PORT ELIZABETH - Khoisan activists in the Eastern Cape on Monday entered an animal cage and said they intend on sleeping in it for the next 11 days -- protesting against what they believe was animal cruelty taking place at the East London Zoo.

The group is known for its unconventional ways of protesting. 

In 2017, they protested outside the Union Buildings in Pretoria on a hunger strike for three weeks demanding government to recognise Khoisan as the first nation of South Africa -- they wanted their language to be made official and the land claims of 1913 as well as the Coloured identity to be scrapped.

In 2018, the group slept inside a coffin at the Eastern Cape premier’s office to highlight crime and gang violence in Port Elizabeth’s northern areas. 

Khoisan activist Christian Martin and fellow activists are campaigning for the zoo to be shut down. 

The activists entered a cage at Beacon Bay Retail Park on Monday morning and will make it their home for the next 11 days. 

The group will also undertake a vegan diet sponsored by vegan communities.

Martin has previously said that the East London Zoo run by Buffalo City Metro Municipality (BCMM), needed a radical re-think about the ongoing suffering of the zoo’s animals. 

Martin said the jaguar had spent more than 24 months in a wire cage, not much bigger than a suburban swimming pool, containing a slimy trench, a pole structure and no shaded trees. 

According to reports one of the bears at the zoo had to be euthanised after becoming paralysed in its hind legs. 

Martin said the zoo did nothing for conservation awareness or education as the jaguar was kept in a tiny enclosure far from its natural habitat.

“As the Khoi-San people, we strongly condemn this practice and echo the call for the immediate relocation of the jaguar and other animals and the immediate closure of this zoo. The Khoi-San further condemns undomesticated, non-human creatures to be displayed for others curiosity and amusement, as it is clear that it is only for monetary gain.”

The Khoisan activists together with Ban Animal Trade (BAT), likened the zoo to a ‘homeland’ and Robben Island. They said that they believed it was outdated and should be banned and written out of municipal by laws in East London and South Africa at large.

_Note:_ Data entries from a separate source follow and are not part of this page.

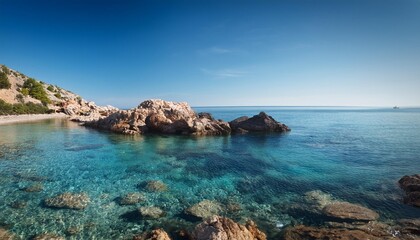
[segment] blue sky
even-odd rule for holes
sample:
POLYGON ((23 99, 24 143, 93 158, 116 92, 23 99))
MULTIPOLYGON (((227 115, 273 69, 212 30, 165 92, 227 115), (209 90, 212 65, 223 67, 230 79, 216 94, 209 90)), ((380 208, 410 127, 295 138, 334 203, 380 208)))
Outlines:
POLYGON ((99 104, 419 106, 419 0, 0 0, 0 63, 99 104))

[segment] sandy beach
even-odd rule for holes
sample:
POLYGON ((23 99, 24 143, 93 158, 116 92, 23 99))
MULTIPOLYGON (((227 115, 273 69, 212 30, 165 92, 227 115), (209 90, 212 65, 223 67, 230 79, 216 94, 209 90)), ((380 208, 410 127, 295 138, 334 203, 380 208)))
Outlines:
POLYGON ((0 116, 0 125, 20 123, 20 122, 32 122, 51 118, 66 118, 67 115, 64 113, 53 113, 53 114, 25 114, 25 115, 7 115, 0 116))

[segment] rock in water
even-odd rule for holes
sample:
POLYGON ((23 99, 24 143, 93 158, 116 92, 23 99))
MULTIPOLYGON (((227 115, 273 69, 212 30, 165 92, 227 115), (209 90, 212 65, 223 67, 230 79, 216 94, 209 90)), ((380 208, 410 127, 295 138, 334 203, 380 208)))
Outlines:
POLYGON ((137 108, 117 111, 108 117, 85 123, 99 129, 125 134, 227 135, 227 122, 210 114, 197 115, 187 103, 147 100, 137 108))
POLYGON ((185 210, 185 213, 198 218, 208 218, 222 212, 222 206, 216 201, 203 200, 185 210))
POLYGON ((233 132, 287 132, 290 128, 280 122, 277 122, 265 112, 255 115, 251 118, 246 116, 239 117, 229 122, 233 132))
POLYGON ((171 238, 164 230, 155 229, 150 233, 134 236, 133 240, 171 240, 171 238))
POLYGON ((405 191, 404 203, 420 207, 420 174, 404 176, 398 183, 405 191))
POLYGON ((333 202, 327 204, 322 212, 329 216, 344 220, 372 221, 379 218, 378 213, 368 208, 348 202, 333 202))
POLYGON ((196 226, 193 232, 196 240, 265 240, 266 235, 250 222, 246 226, 229 218, 213 216, 196 226))
POLYGON ((157 219, 162 217, 165 213, 158 207, 141 207, 139 208, 140 215, 143 218, 157 219))
POLYGON ((48 207, 82 210, 90 203, 90 198, 86 193, 65 192, 55 197, 45 199, 44 203, 48 207))

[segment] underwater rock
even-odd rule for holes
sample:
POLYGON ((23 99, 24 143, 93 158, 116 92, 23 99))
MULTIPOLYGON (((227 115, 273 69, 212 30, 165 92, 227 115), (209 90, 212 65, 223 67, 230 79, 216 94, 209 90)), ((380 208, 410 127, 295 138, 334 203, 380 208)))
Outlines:
POLYGON ((45 199, 44 203, 48 207, 82 210, 90 203, 90 198, 86 193, 65 192, 55 197, 45 199))
POLYGON ((25 192, 42 192, 43 190, 44 190, 44 186, 41 183, 35 183, 35 184, 22 188, 22 191, 25 191, 25 192))
POLYGON ((404 203, 420 207, 420 174, 404 176, 398 183, 405 191, 404 203))
POLYGON ((15 236, 11 233, 9 233, 9 231, 7 231, 6 229, 0 227, 0 239, 1 240, 13 240, 15 239, 15 236))
POLYGON ((213 216, 197 225, 192 235, 196 240, 266 239, 266 235, 253 222, 244 226, 220 216, 213 216))
POLYGON ((373 210, 348 202, 333 202, 327 204, 322 212, 334 218, 343 220, 372 221, 379 218, 379 214, 373 210))
POLYGON ((146 100, 137 108, 120 110, 85 126, 124 134, 183 134, 226 135, 227 122, 215 120, 210 114, 196 114, 185 102, 176 103, 160 99, 146 100))
POLYGON ((150 219, 157 219, 165 214, 165 212, 158 207, 141 207, 139 208, 139 212, 143 218, 150 219))
POLYGON ((32 240, 65 240, 65 238, 54 233, 42 233, 32 238, 32 240))
POLYGON ((164 192, 168 190, 168 186, 160 180, 147 181, 145 188, 151 192, 164 192))
POLYGON ((134 236, 133 240, 171 240, 171 238, 163 229, 155 229, 149 233, 134 236))
POLYGON ((203 200, 185 209, 185 213, 198 218, 208 218, 222 212, 222 206, 216 201, 203 200))
POLYGON ((127 193, 118 200, 118 203, 120 205, 134 205, 145 199, 146 197, 141 193, 127 193))
MULTIPOLYGON (((28 206, 28 203, 25 201, 14 201, 10 204, 11 208, 16 208, 16 209, 22 209, 22 208, 26 208, 26 206, 28 206)), ((1 239, 1 238, 0 238, 1 239)))
POLYGON ((288 132, 290 128, 283 123, 277 122, 265 112, 260 112, 249 118, 239 117, 229 122, 232 132, 288 132))

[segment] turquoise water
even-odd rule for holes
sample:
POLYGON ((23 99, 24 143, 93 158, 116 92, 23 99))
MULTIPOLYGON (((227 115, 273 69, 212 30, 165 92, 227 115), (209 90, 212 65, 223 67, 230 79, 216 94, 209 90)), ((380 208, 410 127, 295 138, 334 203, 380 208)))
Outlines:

“This group believes that animals are punished to these animal homelands, like in East London, under the pretense of being educational but as was with the case of Sarah Baartman being put in a cage, it is just to fulfil the need for humans to satisfy their curiosity, to show power over these animals and to generate income against their will,” said Martin. 

“The only education that these animals have taught us as the Khoi and San and BAT is that if you can’t generate income for the Zoo you are going to be disposed off and replaced, as was the case of the two bears who died before this bear that was killed by an injection.”

Martin said the activists and BAT will celebrate human rights day on behalf of the animals to highlight that animals have rights too.

Meanwhile, the activists also called upon churches to rally behind the course based on Biblical scriptures.

The group also called upon communities to not support the East London Zoo and other zoos country wide.